BAGHDAD – The top U.S. general for Iraq said Monday the country's national election was a milestone on the way to a full pullout of U.S. combat troops by September 1 as planned.
Gen. Ray Odierno told reporters in Baghdad that most of the about 96,000 troops currently in Iraq will remain here though May, when the military will begin scaling down to 50,000 noncombat troops by the Obama administration's self-imposed deadline at the start of September. The timetable calls for all troops to be out by the end of 2011.
"Unless there's a catastrophic event, we don't see that changing," Odierno said. "We believe we're right on track for that. We think this is another milestone."
Odierno says that as of now, every sign points to Iraq being able to peacefully form a new government in coming months.
The parliamentary elections Sunday will determine whether Iraq can overcome deep sectarian divides that almost tore it apart and usher in a new government as U.S. forces prepare to leave. Iraqis voted despite a wave of attacks — some of them directly on voters and polling stations — that killed 36 people.
Iraq's electoral commission said final results would be released within a few days, most likely on Thursday. Counting the poll's complicated ballot — some 6,200 candidates competed for 325 parliamentary seats — will take time.
Faraj al-Haidari, who heads the Independent High Electoral Commission, estimated turnout in Sunday's vote between 55 to 60 percent of about 19 million eligible voters.
If that turnout is confirmed, that would be down from the last parliamentary election in Dec. 2005 when turnout was 76 percent, though higher than last year's provincial elections when a little more than half of eligible voters cast ballots. Al-Haidari told The Associated Press the exact turnout would be released later Monday.

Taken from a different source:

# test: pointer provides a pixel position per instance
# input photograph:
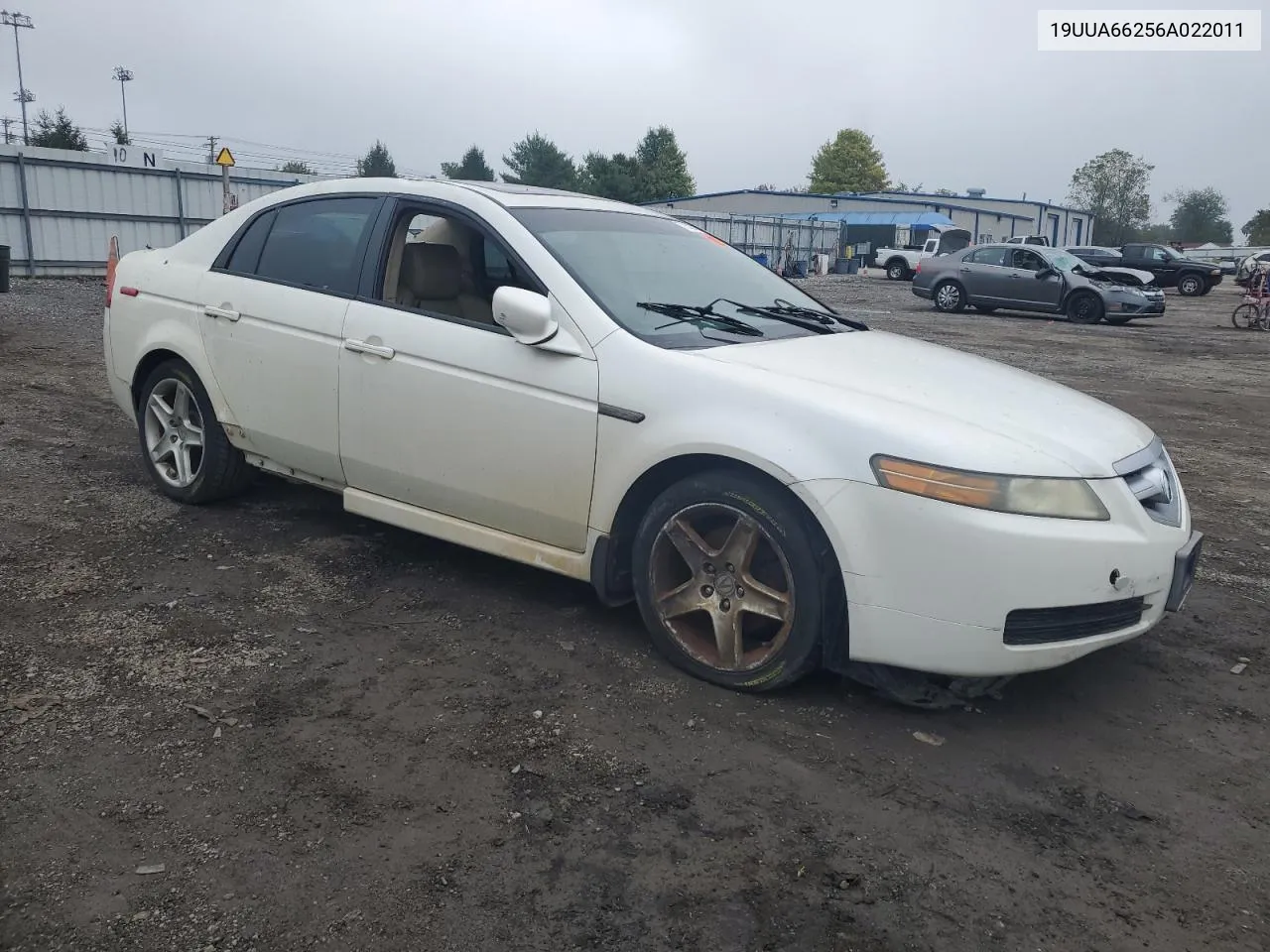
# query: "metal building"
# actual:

Even then, the outcome will likely be followed by protracted negotiations on who will make up the next government and the various coalitions and parties have already begun jockeying for positions.
No one coalition is expected to win an outright majority in the 325-seat parliament. So the coalition that gets the largest number of votes will be tasked with cobbling together a government with other partners — a process that could take months.
Prime Minister Nouri al-Maliki's State of Law coalition said it had done well, especially in Baghdad and the south, and that the group is open to talks with anyone.
"We do not have a veto or a red line against any list. We are open to talks with all," said the coalition's Abbas al-Bayati, predicting his list had secured at least 100 of the parliament's 325 seats.
However, al-Maliki's faction may be hard-pressed to find negotiating partners after having alienated most of the other groups in the pre-election period.
Many Sunnis appeared to have thrown their weight behind former Prime Minister Ayad Allawi's Iraqiya alliance, in a calculated political decision to support a Shiite who they thought best able to represent their needs.
Allawi is fierce critic of al-Maliki who has said the government needs to do more to bring about reconciliation between the country's warring sects. His coalition included a number of high-profile Sunni candidates as well.
"We were fooled in the past and we don't want to be fooled again," said Abu Abayda Thaamir, a Sunni from Baghdad's mostly Sunni Azamiyah neighborhood, who said he had no problems voting for a Shiite candidate.
Another key player in the election, Iranian-backed Supreme Islamic Iraqi Council, also known as SIIC, that is part of a broad religious Shiite coalition known as Iraqi National Alliance, appeared to have fallen behind although it could still be a kingmaker.
"We cannot make any move about forming coalitions until the results are announced," said an official with the SIIC, who spoke on condition of anonymity pending official results. But he said the INA coalition fell short of the 90-95 seats expected.
Across Iraq, people were taking down campaign posters and burying those who died in the violence. Iraqi security forces lifted an all-night curfew in place to deter attacks and ease movement of ballot boxes to counting stations.